Für mich hat die Figur kein Ziel. Sie ist damit beschäftigt, ihr Weiterleben zu organisieren. Dabei muss sie mit einem extrem eng bemessenen Handlungsspielraum vorlieb nehmen. Der Roman hat dadurch etwas Episodisches, ein Road-Movie vielleicht, wobei die "Fahrende" nicht recht vom Fleck kommt. Das Episodische finde ich nicht ganz unproblematisch. Das Interessante am Setting ist für mich, dass Klischeevorstellungen vom Real existierenden Sozialismus brutal zunichte gemacht werden. Solidarität, menschliches Miteinander, Wärme und Heimat in der DDR (als Gegenentwurf zur kapitalistischen "Kälte" des Westens) - das war wohl nichts. Gleichzeitig - und das scheint mir eine erzählerische Leistung der Autorin zu sein, denkt man, dass die selbe Geschichte sich auch in Westdeutschland hätte abspielen können. 

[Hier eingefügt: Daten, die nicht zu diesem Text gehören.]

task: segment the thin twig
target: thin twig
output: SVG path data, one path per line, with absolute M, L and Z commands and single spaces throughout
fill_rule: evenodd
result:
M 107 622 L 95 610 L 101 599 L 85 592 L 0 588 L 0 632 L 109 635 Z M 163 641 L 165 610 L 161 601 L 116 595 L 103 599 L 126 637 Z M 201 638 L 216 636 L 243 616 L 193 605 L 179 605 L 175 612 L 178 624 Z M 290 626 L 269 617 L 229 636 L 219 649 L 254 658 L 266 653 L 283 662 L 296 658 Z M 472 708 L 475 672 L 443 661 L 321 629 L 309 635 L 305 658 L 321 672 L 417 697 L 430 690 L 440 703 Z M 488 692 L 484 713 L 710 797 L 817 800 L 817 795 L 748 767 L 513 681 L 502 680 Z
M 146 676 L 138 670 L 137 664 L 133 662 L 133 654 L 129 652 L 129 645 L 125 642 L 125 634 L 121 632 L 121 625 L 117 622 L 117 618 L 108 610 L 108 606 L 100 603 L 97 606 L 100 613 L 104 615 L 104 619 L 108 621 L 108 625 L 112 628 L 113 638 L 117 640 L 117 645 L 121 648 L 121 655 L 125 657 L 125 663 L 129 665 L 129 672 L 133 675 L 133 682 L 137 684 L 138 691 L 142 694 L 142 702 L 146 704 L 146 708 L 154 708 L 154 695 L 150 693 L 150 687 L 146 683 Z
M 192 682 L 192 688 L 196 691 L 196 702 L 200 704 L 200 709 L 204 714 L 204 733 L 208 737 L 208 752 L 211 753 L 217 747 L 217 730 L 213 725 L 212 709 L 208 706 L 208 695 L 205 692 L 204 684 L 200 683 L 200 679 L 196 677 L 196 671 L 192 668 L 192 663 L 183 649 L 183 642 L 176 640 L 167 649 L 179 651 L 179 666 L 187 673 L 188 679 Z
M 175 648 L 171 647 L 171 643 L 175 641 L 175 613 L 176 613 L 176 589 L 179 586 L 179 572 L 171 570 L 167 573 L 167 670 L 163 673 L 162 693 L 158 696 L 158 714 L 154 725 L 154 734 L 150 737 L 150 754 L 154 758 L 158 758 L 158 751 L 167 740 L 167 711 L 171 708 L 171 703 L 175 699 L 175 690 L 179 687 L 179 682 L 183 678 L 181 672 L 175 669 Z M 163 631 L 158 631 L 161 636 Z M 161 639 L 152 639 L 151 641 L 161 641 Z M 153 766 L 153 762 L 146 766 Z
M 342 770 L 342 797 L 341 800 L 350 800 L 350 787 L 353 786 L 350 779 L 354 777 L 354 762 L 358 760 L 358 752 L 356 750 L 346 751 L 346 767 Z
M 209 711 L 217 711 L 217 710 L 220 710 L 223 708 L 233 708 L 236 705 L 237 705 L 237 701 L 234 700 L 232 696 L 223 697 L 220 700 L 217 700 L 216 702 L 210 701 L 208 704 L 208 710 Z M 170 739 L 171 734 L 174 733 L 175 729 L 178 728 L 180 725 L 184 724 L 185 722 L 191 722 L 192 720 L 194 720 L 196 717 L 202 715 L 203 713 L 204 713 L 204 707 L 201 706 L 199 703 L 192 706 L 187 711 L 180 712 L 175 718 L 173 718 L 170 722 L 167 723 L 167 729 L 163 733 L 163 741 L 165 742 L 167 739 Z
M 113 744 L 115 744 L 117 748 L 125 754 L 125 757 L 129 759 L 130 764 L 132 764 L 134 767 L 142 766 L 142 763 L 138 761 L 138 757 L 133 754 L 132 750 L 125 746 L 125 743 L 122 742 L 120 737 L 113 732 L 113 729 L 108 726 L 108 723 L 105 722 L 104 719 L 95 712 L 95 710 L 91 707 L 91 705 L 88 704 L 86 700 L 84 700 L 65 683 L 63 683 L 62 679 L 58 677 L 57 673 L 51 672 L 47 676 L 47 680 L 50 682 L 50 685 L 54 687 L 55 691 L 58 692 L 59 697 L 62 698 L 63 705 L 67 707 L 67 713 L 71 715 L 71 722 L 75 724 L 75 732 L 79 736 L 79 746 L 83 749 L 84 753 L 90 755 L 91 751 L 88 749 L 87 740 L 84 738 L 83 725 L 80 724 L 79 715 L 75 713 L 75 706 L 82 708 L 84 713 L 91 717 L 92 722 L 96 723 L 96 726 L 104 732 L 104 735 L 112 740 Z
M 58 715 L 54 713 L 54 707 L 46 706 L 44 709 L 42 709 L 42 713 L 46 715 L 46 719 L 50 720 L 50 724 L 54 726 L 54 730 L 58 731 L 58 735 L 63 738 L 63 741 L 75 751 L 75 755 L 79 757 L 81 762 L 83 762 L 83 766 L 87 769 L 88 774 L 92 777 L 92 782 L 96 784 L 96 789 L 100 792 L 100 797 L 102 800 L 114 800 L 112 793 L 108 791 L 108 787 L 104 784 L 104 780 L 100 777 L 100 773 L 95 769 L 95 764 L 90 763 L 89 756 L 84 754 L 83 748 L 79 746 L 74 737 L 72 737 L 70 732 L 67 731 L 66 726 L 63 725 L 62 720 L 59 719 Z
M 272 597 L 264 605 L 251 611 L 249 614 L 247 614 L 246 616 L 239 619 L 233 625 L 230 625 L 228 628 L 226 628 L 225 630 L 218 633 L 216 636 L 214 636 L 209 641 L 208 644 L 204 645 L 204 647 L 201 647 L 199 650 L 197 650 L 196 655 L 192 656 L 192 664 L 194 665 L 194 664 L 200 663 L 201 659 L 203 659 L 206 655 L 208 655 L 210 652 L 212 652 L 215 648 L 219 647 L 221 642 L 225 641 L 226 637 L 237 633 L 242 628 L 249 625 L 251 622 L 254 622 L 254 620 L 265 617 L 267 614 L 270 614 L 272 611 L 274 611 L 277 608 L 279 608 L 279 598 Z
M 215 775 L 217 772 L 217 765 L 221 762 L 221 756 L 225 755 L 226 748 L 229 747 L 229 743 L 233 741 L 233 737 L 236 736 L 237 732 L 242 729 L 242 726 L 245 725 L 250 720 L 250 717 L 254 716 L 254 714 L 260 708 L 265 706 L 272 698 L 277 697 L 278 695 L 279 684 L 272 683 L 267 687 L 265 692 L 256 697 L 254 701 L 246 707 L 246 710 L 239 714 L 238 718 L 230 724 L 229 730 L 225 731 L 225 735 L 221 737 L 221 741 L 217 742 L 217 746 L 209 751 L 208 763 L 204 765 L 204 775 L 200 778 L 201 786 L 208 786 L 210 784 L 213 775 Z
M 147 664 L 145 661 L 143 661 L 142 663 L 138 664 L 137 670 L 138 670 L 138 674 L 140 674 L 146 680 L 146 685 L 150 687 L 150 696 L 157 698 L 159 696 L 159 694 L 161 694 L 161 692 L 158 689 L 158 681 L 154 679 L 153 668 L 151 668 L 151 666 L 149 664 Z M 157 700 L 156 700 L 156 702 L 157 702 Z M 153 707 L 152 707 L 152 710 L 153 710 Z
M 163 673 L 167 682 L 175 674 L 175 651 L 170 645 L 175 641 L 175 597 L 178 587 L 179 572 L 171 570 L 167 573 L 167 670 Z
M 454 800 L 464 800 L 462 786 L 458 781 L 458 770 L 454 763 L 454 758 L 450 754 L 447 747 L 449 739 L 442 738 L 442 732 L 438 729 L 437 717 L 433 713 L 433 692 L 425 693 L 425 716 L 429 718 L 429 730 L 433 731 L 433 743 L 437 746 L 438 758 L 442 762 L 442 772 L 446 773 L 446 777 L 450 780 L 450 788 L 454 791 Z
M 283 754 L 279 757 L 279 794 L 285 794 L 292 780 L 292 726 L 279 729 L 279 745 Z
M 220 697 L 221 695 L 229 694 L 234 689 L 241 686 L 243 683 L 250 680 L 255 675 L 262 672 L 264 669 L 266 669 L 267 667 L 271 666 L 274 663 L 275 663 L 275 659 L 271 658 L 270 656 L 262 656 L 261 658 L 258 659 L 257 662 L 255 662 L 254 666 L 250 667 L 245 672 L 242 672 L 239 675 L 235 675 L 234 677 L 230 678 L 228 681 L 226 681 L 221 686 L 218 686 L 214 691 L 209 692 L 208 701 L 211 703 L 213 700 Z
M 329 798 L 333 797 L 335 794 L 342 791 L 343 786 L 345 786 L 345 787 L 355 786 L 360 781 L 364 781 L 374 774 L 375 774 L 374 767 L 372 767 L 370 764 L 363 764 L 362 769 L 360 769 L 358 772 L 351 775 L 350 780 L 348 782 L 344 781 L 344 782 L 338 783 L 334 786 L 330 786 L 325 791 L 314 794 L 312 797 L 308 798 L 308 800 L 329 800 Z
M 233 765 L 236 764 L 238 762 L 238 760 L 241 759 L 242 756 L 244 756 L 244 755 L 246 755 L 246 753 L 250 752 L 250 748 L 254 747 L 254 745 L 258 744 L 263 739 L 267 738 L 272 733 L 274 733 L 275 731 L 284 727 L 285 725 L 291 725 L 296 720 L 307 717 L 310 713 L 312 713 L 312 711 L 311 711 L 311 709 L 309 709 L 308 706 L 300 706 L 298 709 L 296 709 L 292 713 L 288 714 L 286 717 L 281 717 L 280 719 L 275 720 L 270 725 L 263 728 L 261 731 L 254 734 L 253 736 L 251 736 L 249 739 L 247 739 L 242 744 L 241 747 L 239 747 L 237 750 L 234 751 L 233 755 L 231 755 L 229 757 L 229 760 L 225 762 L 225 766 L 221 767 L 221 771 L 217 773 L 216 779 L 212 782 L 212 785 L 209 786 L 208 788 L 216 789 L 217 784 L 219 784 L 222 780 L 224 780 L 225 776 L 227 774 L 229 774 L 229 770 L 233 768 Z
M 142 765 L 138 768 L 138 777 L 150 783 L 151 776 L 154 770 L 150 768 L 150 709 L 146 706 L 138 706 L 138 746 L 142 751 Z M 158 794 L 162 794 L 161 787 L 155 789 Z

Irgendwie erinnert mich das Buch - der Vergleich ist vielleicht etwas hoch gegriffen - an Woyzeck von Büchner. Auch eine Prekariatsgeschichte, wo ein Unterprivilegierter allerdings an den Verhältnissen zugrunde geht. Auch Woyzeck gelangt zur keiner rechten Entwicklung, wenn man davon absieht, dass er am Ende Züge des Wahns annimmt und zum Messer greift. Wobei das natürlich nicht ganz stimmt, die Figur bei Klüssendorf macht natürlich eine Entwicklung durch, aber sie ist sehr kleine, wie ich finde.

 

Herzlichst

jueb

Bearbeitet von jueb

"Dem von zwei Künstlern geschaffenen Werk wohnt ein Prinzip der Täuschung und Simulation inne."  

AT "Aus Liebe Stahl. Eine Künstlerehe."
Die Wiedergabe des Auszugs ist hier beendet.